Direct marketers follow as many people in bulk as they can without being
flagged as spam, a small percentage automatically follow them back, everyone
else gets bulk unfollowed, repeat. By doing this you can eventually accumulate
an account with thousands of followers which you can then pump commercial
messages to. The system works but it's a volume game - if you can't automate
the process, you can't make enough money for your time. By breaking tools that
enable mass unfollowing, Twitter makes the automation harder and therefore
fights spam.

ManageTwitter almost certainly knows this.

------
adrianwaj
All ManageTwitter need to do is remove SelectAll as Twitter want and replace
it with individual selection upon mouseover, which is still pretty quick.
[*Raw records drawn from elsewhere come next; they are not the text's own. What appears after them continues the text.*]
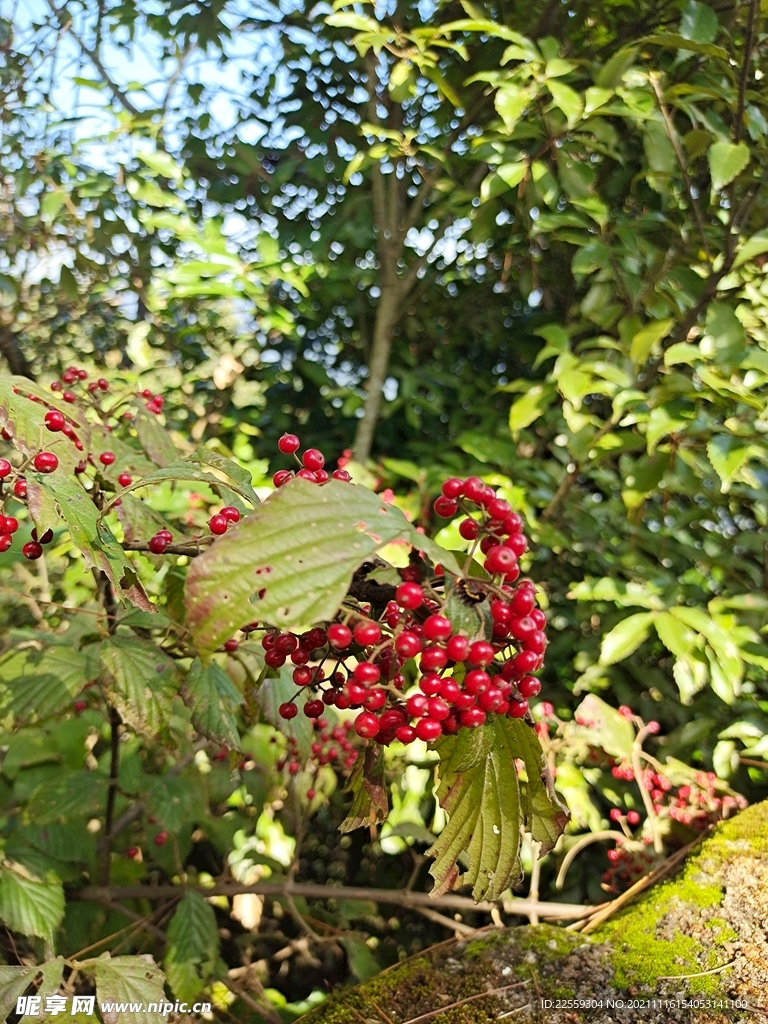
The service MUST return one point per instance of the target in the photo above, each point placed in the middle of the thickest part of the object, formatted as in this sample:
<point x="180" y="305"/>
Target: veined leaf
<point x="291" y="562"/>
<point x="481" y="792"/>
<point x="129" y="979"/>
BaitCrunch title regardless

------
Tichy
Crap, I really like Twitter, but as it turns out, depending on a third party
for your app, you are depending on a third party. Twitter might turn out to be
not much better than Apple in that regard :-(

------
alexro
I don't understand the problem at all. Why would you follow so many crappy
people that then you want to unfollow them in bulk?

Thinking about this makes Twitter sound right

------
shadowsun7
There's a simple solution to this: acquire ManageTwitter, and then find a
clever way to integrate this to the core service (with controls that Twitter
approves of).